Many headaches arise from cervical musculoskeletal disorders. Often, conservative therapies are recommended as the first treatment for cervicogenic headache, but it was previously unclear which treatments were the most effective. Should patients be prescribed a set of exercises and physical therapy sessions, chiropractic adjustments, or both? Will one lead to better outcomes?
A 2002 study sought to answer these questions by examining the effectiveness of a combination treatment involving both chiropractic adjustments and an exercise program. Two-hundred participants with chronic, moderate intensity cervicogenic headaches were assigned to one of four groups: spinal adjustments, exercise therapy, combined therapy, and a control group. Over six weeks of treatment, they reported their headache frequency, intensity, duration, pain, medication intake, and satisfaction with treatment.

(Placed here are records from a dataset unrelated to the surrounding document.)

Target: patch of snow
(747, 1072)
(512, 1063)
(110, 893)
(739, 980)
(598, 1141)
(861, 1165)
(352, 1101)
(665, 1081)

Researchers also measured physical outcomes such as pain on neck movement and a photographic measure of posture.
The study showed that all three active treatments (chiropractic adjustments, exercise, and a combination of both) were effective for improving the symptoms of cervicogenic headache, with benefits maintained at least 12 months following treatment. There was no statistical evidence of an additive effect when both chiropractic manipulation and exercise therapy were used simultaneously. Despite patients receiving combined treatments experienced the same clinical benefits as patients in the stand-alone treatment groups, a greater proportion of participants in the combined treatment group experienced good or excellent outcomes. This supports the use of combined treatments for the management of cervicogenic headaches.
Jull G, Trott P, Potter H, et al. A randomized controlled trail of exercise and manipulative therapy for cervicogenic headache. Spine 2002; 27(17):1835-1843.